Et alors, dit Lucien l’âne, si tu situais l’histoire, on pourrait mieux saisir ce que tu racontes là.
Soit, dit Marco Valdo M.I. ; en gros, c’est l’histoire d’une tranchée et celle de Jürgen. Mais il me faut revenir sur cette affaire de date, car elle explique tout. Donc, la chanson date de 2015 et en 2015, il n’y a pas de tranchées avec des soldats allemands. Mais en 1915, oui !, il y avait des tranchées, des tas de tranchées avec plein de soldats allemands et l’heure était encore à la victoire prochaine. Concluons : c’est une chanson sur une tranchée d’il y a cent ans (un peu plus à présent) et elle raconte les méditations de la tranchée ou de ceux qui s’y trouvent. Et puis, elle raconte les désarrois de Jürgen, sans doute le plus jeune ou la dernière recrue, mélancolique et triste et amoureux, un peu perdu dans la tranchée et finalement, finalement…
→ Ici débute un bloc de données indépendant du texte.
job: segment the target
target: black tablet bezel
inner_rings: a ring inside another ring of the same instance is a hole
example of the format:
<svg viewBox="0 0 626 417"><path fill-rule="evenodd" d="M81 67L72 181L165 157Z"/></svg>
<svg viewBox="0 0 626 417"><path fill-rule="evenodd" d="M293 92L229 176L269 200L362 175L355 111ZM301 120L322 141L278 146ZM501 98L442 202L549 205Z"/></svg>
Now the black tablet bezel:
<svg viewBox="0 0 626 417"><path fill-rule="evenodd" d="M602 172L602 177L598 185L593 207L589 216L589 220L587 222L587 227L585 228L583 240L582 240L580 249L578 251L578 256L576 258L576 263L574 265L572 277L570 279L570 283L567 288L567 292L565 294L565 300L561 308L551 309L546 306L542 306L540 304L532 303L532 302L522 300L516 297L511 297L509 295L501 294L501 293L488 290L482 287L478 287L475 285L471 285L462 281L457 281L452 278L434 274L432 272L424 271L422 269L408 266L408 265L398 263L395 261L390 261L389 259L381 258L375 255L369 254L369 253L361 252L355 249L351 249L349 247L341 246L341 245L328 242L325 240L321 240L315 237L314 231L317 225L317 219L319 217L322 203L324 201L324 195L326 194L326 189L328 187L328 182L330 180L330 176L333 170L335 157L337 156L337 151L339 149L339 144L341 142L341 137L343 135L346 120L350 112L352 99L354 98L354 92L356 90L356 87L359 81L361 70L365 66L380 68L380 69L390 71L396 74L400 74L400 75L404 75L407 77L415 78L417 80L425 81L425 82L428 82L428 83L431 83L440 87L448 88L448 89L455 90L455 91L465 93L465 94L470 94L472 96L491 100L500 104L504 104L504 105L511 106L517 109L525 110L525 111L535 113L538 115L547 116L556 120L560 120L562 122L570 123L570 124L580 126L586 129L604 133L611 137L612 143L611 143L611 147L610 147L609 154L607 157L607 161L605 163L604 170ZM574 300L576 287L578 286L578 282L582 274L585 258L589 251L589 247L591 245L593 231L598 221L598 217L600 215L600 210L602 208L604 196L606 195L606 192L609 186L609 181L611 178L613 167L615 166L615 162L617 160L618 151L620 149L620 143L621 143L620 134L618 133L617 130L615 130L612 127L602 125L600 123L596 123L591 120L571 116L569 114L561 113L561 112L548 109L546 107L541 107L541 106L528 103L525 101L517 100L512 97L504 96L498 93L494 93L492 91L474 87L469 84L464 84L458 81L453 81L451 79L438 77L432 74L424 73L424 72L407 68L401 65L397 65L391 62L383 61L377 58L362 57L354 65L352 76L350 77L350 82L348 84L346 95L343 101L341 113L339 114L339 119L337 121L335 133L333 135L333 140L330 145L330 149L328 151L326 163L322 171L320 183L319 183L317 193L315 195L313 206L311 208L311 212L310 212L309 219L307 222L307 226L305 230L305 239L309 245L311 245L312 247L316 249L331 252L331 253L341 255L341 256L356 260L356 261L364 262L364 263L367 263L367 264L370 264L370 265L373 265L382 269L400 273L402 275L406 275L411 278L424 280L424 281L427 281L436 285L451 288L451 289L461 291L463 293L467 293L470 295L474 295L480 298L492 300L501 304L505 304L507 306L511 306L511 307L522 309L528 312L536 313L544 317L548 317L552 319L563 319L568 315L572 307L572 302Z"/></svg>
Oui, dit Lucien l’âne, finalement quoi ?
Finalement, reprend Marco Valdo M.I., à force de consolation manquée :
« Dans la tranchée, tout est apaisé.
Sauf Jürgen, qui pleure seul tout bas,
Regarde les étoiles et rêve de chez lui.
Tombent la nostalgie et le froid de la nuit »,
à force de converser avec la mort, avec sa propre mort :
« Viens, donne-moi la main,
Et enterre-moi au cimetière marin.
Personne ne nous pardonnera.
Ce sera toujours comme ça. »
Jürgen, rongé par un remords insondable, finit finalement – même si tout peut s’oublier et pour le monde entier, tout est oublié, sauf pour Jürgen – par mettre fin à son supplice mental insupportablement présent pour rejoindre le paradis baudelairien auquel il aspirait tant :
« Là, tout n’est qu’ordre et beauté,
Luxe, calme et volupté. »
Oui, dit Lucien l’âne, il arrive que le remords ronge le cœur d’une rage rouge et brûle, brûle l’esprit de ceux qu’il habite. Pauvre Jürgen, il a payé cher son innocence, mais avait-il eu le choix d’échapper à la tranchée ? On ne le sait pas.
Oh, dit Marco Valdo M.I., ce n’est pas là un problème individuel, ni même simple. Ils furent des millions dans les tranchées et parmi eux, combien de Jürgen ? Et puis, il y a ceux partis enthousiastes et patriotiques et qui rapidement désenchantés sombraient eux aussi dans d’immenses désarrois. À quel moment étaient-ils eux-mêmes ? Otto Dix, le peintre pacifiste, avait fait la guerre et l’avait finie capitaine. Erich Maria Remarque avait vécu la tranchée, comme Jürgen. On en parlait l’autre fois dans « Boue, bombe, bruit et brouillard ». Jürgen n’est pas Jürgen, il est l’ensemble des jeunes Allemands qu’il incarne et dont il porte à son paroxysme le remords, même cent ans après. Jürgen est une conscience allemande pour tous les temps à venir :
« Entends-tu les pleurs des enfants ?
Ce sera toujours comme ça. »
Cependant, il est une France qui croit toujours qu’elle a été grandie la victoire lors de la Grande Guerre et qui continue à la célébrer ; comment aurait-elle même l’idée d’un remords ? D’où, l’intérêt d’une version en langue française.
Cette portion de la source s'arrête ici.